João se foi. E agora tem uma pessoa a menos no mundo que eu tinha certeza que me amava. Num mundo onde as conexões reais estão se perdendo, quem perde uma, perde muito.
Depois a gente combina. Amanhã eu ligo. Qualquer hora eu vou. Um dia eu falo. Vivemos correndo, tantas vezes sem nem saber pelo que corremos. Adiamos o que realmente é essencial em prol de afazeres disfarçados de importantes. Em função de um futuro que sabemos não ser garantido. Tantas vezes nos isolamos em nossas próprias bolhas e nos contentamos em apenas assistir o avatar de quem amamos.
E quando acaba, como é que se recupera o não vivido, o não dito?

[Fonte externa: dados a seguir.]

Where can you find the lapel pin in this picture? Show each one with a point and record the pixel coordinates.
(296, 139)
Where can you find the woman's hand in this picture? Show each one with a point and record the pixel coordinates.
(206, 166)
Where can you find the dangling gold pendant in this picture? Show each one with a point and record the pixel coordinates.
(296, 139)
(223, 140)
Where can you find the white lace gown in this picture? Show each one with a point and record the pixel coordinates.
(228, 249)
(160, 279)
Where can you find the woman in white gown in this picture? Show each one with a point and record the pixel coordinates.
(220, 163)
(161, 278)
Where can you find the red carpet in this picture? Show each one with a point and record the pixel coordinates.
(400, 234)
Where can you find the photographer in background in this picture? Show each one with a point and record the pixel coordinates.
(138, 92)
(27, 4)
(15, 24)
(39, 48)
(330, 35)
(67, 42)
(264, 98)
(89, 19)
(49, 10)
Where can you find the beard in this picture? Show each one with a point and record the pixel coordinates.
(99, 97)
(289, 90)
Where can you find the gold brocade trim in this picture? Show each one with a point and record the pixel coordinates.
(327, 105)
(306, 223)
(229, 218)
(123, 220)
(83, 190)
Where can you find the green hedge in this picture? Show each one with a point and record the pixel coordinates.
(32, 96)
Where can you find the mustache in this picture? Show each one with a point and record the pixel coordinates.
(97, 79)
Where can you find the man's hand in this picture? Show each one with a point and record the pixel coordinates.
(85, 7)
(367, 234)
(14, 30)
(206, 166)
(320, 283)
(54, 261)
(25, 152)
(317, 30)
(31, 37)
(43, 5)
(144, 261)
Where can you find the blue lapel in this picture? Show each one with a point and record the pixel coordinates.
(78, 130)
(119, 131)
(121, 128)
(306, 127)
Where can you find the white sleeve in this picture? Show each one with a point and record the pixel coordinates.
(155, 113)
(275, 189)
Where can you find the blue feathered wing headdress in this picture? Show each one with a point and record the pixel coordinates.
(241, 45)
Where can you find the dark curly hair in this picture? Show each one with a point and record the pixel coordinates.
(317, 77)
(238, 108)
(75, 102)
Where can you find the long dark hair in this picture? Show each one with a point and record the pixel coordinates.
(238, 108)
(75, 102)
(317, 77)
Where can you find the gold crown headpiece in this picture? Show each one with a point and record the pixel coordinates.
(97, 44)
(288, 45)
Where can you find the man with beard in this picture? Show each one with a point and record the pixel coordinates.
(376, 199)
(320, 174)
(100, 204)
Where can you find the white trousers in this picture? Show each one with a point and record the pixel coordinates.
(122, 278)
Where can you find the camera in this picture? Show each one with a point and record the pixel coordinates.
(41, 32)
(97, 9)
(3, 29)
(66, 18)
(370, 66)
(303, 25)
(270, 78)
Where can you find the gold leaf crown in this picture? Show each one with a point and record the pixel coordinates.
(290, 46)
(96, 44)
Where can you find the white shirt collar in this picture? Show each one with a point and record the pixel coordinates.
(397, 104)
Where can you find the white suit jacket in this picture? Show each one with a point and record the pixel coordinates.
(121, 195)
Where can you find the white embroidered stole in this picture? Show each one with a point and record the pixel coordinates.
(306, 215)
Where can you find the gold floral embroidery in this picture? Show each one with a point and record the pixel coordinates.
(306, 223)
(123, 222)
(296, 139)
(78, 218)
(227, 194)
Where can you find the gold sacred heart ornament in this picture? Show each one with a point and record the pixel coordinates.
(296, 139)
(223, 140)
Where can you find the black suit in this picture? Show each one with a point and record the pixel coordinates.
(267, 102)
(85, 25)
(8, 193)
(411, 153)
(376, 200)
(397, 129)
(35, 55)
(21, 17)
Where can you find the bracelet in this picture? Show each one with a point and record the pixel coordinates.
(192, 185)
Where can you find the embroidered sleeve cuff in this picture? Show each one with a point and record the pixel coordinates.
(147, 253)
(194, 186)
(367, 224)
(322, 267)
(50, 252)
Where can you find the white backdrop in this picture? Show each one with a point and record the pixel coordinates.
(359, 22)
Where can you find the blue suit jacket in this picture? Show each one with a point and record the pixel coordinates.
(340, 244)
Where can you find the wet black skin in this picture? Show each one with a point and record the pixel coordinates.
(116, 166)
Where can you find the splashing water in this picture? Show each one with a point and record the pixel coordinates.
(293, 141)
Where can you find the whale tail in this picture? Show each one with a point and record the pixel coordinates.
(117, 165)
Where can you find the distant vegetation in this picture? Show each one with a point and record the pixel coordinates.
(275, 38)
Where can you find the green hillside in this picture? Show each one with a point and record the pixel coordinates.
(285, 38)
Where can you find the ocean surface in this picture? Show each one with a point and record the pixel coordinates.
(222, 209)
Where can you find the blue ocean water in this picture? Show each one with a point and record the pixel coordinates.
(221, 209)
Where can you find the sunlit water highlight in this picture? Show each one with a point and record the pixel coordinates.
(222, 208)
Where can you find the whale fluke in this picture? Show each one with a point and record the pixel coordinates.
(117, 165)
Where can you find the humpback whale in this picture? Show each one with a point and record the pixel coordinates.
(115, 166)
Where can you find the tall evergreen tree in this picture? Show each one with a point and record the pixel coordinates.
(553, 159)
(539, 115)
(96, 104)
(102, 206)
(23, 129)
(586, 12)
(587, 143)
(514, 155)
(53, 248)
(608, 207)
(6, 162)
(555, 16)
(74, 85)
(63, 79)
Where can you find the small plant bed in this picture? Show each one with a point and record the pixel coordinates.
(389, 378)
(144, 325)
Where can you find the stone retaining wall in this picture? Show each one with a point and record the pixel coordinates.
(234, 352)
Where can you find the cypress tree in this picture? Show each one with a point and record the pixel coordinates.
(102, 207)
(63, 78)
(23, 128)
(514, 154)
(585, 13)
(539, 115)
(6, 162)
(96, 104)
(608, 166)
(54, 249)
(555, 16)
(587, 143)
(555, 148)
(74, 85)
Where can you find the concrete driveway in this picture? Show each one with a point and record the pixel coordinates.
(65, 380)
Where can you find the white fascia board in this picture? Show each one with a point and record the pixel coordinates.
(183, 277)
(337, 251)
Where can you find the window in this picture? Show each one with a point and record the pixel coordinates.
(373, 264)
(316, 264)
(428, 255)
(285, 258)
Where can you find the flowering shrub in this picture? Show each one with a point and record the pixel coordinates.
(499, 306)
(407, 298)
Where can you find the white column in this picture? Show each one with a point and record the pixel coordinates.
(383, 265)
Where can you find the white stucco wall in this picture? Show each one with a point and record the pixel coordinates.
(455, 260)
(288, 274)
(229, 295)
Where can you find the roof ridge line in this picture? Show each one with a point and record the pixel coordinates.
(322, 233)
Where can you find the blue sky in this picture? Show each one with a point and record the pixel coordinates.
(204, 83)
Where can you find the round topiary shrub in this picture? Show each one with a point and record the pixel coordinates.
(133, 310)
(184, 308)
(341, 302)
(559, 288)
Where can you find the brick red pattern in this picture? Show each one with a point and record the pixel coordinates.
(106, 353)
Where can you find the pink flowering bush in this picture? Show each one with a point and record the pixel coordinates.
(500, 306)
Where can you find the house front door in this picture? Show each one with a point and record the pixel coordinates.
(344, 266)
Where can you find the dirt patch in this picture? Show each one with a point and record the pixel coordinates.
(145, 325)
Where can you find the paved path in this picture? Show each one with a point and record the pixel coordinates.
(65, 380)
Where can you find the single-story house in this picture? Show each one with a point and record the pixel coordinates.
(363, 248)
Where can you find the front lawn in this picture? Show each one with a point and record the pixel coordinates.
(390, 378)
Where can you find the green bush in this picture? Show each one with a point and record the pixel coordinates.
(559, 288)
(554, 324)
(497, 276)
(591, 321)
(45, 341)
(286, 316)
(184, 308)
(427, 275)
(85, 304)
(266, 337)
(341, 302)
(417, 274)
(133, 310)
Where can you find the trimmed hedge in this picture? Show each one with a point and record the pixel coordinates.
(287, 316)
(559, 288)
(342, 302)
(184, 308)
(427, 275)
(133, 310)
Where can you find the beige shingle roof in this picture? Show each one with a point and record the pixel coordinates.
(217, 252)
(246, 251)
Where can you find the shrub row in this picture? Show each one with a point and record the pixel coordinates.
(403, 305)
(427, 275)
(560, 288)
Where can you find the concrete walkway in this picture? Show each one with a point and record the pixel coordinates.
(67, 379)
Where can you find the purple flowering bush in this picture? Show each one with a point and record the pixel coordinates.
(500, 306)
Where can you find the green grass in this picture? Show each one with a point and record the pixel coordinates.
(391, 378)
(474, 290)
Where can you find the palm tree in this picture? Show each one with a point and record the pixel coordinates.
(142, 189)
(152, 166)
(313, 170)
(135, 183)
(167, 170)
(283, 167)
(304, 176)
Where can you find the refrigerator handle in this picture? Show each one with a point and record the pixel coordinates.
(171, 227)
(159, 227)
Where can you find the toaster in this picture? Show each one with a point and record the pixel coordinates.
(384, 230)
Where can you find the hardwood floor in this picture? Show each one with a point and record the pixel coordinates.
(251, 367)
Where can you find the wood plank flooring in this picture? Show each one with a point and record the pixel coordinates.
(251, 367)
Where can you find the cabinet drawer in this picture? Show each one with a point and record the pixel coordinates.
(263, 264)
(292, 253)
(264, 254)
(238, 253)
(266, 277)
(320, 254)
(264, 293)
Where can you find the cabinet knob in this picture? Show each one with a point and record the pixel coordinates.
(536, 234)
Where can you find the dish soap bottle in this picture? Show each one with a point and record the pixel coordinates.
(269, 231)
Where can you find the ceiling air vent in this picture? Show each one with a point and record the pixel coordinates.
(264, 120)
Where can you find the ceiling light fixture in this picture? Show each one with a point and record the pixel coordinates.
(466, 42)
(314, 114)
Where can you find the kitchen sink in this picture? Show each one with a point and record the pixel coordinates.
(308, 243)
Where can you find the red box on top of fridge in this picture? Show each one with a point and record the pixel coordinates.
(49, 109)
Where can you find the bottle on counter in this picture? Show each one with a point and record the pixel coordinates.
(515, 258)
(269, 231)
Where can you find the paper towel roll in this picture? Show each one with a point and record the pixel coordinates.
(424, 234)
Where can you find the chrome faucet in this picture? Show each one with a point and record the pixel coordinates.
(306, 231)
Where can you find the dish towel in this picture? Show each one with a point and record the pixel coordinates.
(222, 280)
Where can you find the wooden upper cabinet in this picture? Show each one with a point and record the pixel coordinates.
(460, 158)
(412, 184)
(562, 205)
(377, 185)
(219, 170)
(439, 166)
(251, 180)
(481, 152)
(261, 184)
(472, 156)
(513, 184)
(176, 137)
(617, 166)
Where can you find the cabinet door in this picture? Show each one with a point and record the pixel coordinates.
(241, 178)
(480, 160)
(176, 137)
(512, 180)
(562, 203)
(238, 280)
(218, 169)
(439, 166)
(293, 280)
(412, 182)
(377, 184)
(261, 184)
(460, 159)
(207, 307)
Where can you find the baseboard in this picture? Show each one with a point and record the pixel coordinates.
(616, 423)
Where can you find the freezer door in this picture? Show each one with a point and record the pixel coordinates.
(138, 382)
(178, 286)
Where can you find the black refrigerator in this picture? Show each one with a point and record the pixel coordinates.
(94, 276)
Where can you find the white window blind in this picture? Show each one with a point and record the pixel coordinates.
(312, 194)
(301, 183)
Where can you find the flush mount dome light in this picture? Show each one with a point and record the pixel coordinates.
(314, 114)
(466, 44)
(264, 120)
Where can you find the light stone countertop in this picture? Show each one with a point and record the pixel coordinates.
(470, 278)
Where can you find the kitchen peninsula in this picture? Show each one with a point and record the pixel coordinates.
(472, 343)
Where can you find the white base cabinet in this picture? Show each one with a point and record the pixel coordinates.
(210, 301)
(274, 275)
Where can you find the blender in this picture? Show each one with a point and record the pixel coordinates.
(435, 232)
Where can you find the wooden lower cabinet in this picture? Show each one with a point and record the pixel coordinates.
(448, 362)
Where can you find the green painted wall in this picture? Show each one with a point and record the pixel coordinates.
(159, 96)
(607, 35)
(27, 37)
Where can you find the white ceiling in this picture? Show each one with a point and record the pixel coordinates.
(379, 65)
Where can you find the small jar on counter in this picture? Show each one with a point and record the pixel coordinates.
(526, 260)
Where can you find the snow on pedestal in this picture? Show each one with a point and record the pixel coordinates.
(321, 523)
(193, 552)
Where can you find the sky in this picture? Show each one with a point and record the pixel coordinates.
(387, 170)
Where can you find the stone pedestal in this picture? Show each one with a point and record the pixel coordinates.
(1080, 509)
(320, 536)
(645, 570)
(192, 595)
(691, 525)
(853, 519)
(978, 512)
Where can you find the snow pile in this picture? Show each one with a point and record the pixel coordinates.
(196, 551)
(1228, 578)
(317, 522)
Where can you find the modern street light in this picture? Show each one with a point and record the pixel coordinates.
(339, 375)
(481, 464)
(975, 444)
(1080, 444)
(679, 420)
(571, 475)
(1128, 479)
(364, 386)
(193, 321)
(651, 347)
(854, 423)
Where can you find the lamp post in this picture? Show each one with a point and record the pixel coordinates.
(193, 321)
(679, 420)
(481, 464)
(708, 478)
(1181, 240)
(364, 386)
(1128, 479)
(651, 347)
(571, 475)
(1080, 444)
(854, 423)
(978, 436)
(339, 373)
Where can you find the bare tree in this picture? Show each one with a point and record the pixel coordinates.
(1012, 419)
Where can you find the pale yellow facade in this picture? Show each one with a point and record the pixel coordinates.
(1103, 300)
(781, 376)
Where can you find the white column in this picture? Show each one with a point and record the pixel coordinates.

Foi difícil não pensar no quanto perdi por não ter tido convivido com o João nos últimos anos. Quantas risadas, quanto apoio, quanta leveza eu perdi por não ter estado mais perto, mais presente. Quantas novas nuances de sua personalidade dele eu deixei de conhecer. Foi difícil não pensar se ele sabia ao certo o tanto que eu o admirava e amava, simplesmente por ele ser quem era.
—“Será que deixei claro?”
Busquei mensagens antigas, escutei aúdios enviados, resgatei interações das redes sociais. Gostaria de ter dito mais. Mas eu jurava que teria mais tempo. A gente sempre acha que tem.
Não sou a melhor pessoa com datas de aniversário, confesso. Mas tudo isso me fez pensar no valor imenso que têm os votos de parabéns — aqueles que damos uma vez ao ano às pessoas que amamos e, tantas vezes, não conseguimos encontrar.
No meio da vida corrida, aquele número no calendário nos instiga a parar, nem que seja por alguns segundos, para homenagear a existência de alguém que importa pra gente.
Se a morte não tem data, talvez o dia em que se celebra a vida de alguém seja o momento ideal para dizermos tudo aquilo que vamos desejar ter dito quando já não for mais possível.
Ou talvez hoje seja um bom dia. Agora. Este momento.
Com amor,
Renata Stuart
Se essa for sua primeira vez por aqui e estiver me lendo pelo Substack, fica o convite para se inscrever e me deixar ocupar um cantinho aí no seu mundo. ✨
Sinto muito pela sua perda, de verdade. E olha… você conseguiu colocar em palavras exatamente o que eu tô sentindo. Desde que perdi minha madrinha e minha vó, nada mais parece igual. Vivo com medo. Meu pai é caminhoneiro, tá sempre na estrada sozinho… toda vez que chega uma mensagem dele fora de um horário “normal”, meu coração congela. Quando ele me liga e eu penso em não atender porque tô vendo um filme, já vem aquele pensamento: “e se for a última vez?”. Minha mãe começa a tossir e eu já penso no pior, fico em pânico achando que pode ser alguma doença séria.
Eu não tenho medo de morrer, sabe? Nem um pouco. O que me apavora mesmo é ter que passar pelo luto de novo. Sentir esse buraco, essa ausência absurda. Isso me quebra
Que texto dolorido e ao mesmo tempo tão cheio de realidade. Sinto muito, querida. O relógio da nossa "estadia" é implacável. E a incerteza dele urge que aproveitemos o milagre de permanecer pelo tempo que sequer sabemos qual é. A vida e seus mistérios precioso e dilacerantes.